その内容の余りの奇天烈振りにリク=ウル=カルンダハラは、しばし絶句する他無かった。
『だから【コロンブスの卵】な分けさ。誰もやらない、やりたがらない。だが、一定以上の望みは有る。しかもその勝算は人知次第でより確実にする事も出来る―大昔の戦略家はこう喝破した【一流の将帥は、端から見れば誰でも出来そうな位当たり前の勝ち方しかしない物だ、何故なら戦う前から勝てる状況を造るべく準備と計量に全力を尽すからだ―】』
『お前が帝国の人間じゃなくて良かったよ。
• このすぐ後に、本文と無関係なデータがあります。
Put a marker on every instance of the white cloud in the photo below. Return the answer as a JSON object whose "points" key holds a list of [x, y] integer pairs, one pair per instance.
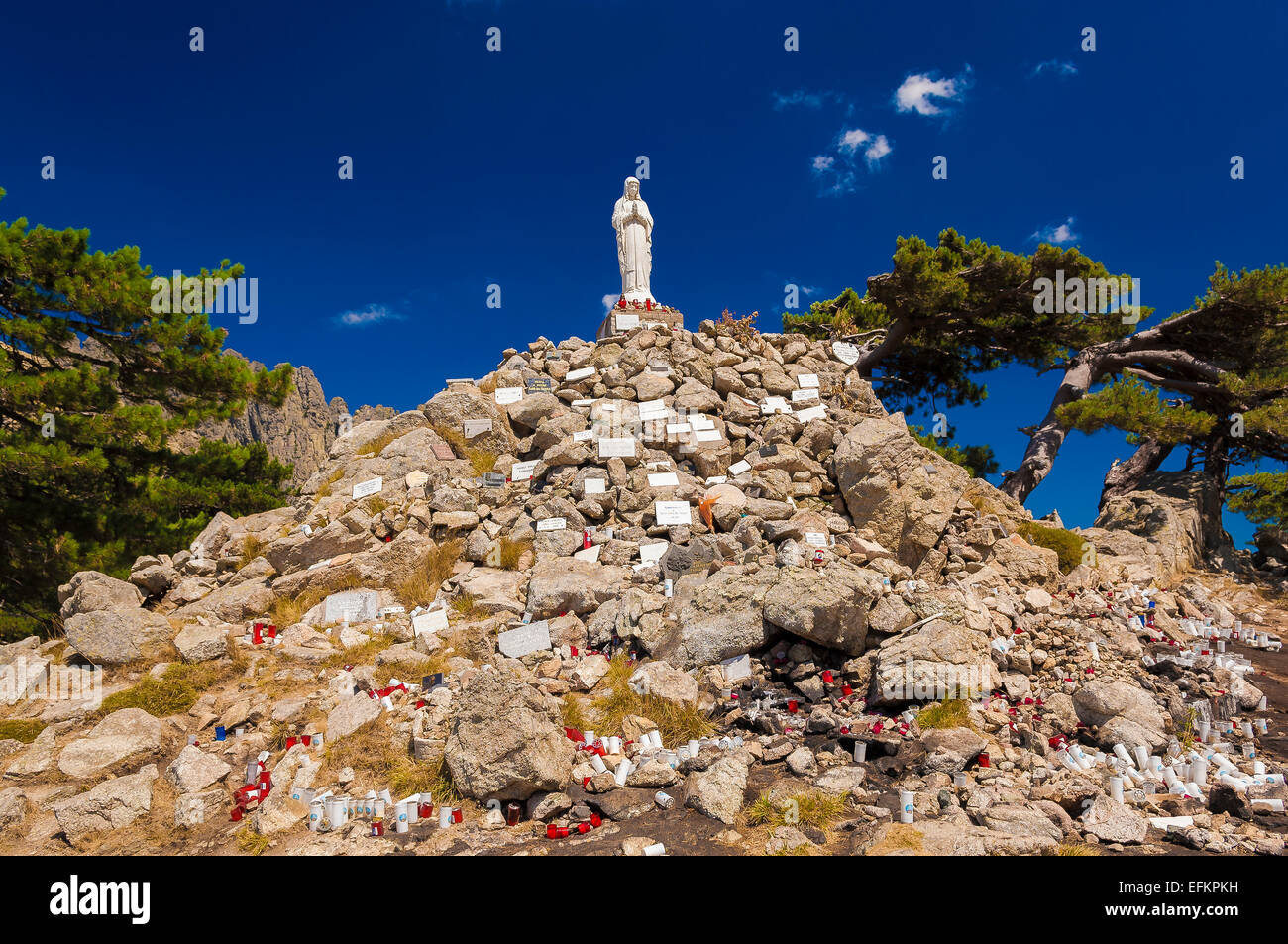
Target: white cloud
{"points": [[879, 149], [1057, 233], [1060, 68], [917, 91], [853, 138], [372, 314]]}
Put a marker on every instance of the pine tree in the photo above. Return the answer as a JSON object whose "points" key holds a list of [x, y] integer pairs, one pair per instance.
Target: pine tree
{"points": [[93, 385]]}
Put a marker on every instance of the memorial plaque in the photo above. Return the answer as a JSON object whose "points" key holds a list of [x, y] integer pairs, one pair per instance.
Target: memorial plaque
{"points": [[433, 621], [621, 446], [653, 410], [653, 552], [673, 513], [522, 640], [355, 605], [845, 352]]}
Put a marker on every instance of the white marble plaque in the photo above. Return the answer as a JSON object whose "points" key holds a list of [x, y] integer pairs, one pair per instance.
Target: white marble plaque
{"points": [[522, 472], [653, 552], [653, 410], [433, 621], [355, 605], [621, 446], [673, 513], [524, 639]]}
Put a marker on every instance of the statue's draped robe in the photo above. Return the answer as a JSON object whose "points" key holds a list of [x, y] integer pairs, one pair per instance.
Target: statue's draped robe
{"points": [[634, 228]]}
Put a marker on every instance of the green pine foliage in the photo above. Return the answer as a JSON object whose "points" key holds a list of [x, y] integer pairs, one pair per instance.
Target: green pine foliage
{"points": [[93, 385], [952, 310], [1262, 497]]}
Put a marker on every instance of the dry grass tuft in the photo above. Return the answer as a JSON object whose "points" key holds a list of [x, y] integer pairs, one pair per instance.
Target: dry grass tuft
{"points": [[811, 807], [252, 842], [675, 721], [572, 712], [421, 586], [513, 550], [378, 763], [951, 713], [26, 732], [898, 837]]}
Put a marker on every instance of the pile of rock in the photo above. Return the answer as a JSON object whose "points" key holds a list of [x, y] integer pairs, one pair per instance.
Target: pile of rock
{"points": [[776, 558]]}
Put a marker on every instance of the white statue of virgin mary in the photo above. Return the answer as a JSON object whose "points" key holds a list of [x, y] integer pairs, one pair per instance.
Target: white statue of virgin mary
{"points": [[634, 226]]}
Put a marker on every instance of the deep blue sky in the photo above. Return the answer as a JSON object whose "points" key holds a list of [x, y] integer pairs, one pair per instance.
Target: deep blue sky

さもなくば俺はもう、ここから生きて帰れなかっただろうからな』
ここまで来ると、賞賛や感謝を通り越して、一種のブラックユーモアを刺激される物だ。
ひねくれた礼の仕方で通信を閉じたリクは、そのまま畳の上に仰向けに寝転んだ。
『零距離奇襲攻撃…か』
見方を変えれば、それは最外縁征討軍が抵抗出来ずに壊滅するただ一つのシチュエーションと考えて良かった。
そのアイデアは時を経る毎に、少年の心を危機感に満ちた興奮で埋め尽して行ったが、まとまった形に再構成する試みを、またやって来た睡魔が断絶させた。
そして、彼が眠りに落ちた事によって、この予測が活かされる機会は永遠に失われてしまうのだった。